Jean-Baptiste no vaciló demasiado. Una idea acudió a su mente, y la cazó al vuelo.

—¿Deseable? —dijo—. Cómo explicárselo… ya sabe, para un cardenal…

—En efecto —repuso el nazir, al tiempo que sacudía su gran cabeza para manifestar su convicción—, tiene razón; es cierto que esa gente carece de sentido común.

Se irguió y, tras soltar a Jean-Baptiste, recuperó el aspecto solemne que por lo común jamás abandonaba. Ya había decidido su línea de conducta.

—Regrese a casa —dijo a Poncet, como si reparase por primera vez en su inmensa fatiga y suciedad—. Intentaré que el primer ministro comparta nuestros puntos de vista.

Llegados a la puerta de los establos, donde esperaba el caballo zaino de Jean-Baptiste, el nazir se permitió unas postreras palabras de inquietud.

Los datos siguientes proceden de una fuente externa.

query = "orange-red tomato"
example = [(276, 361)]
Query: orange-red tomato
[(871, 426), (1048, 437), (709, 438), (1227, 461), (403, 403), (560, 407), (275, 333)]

—Olvidaba un punto esencial. ¿Qué opinarán esos mulás, que desearían que diéramos un escarmiento, si la liberamos? De ningún modo podemos divulgar la razón de nuestra clemencia.

Jean-Baptiste, que había relajado la atención, buscaba en vano una respuesta, pero fue el nazir quien dio con ella.

—¡Bah! —exclamó, al tiempo que giraba sobre sus talones—, no nos costará encontrar a otro a quien decapitar.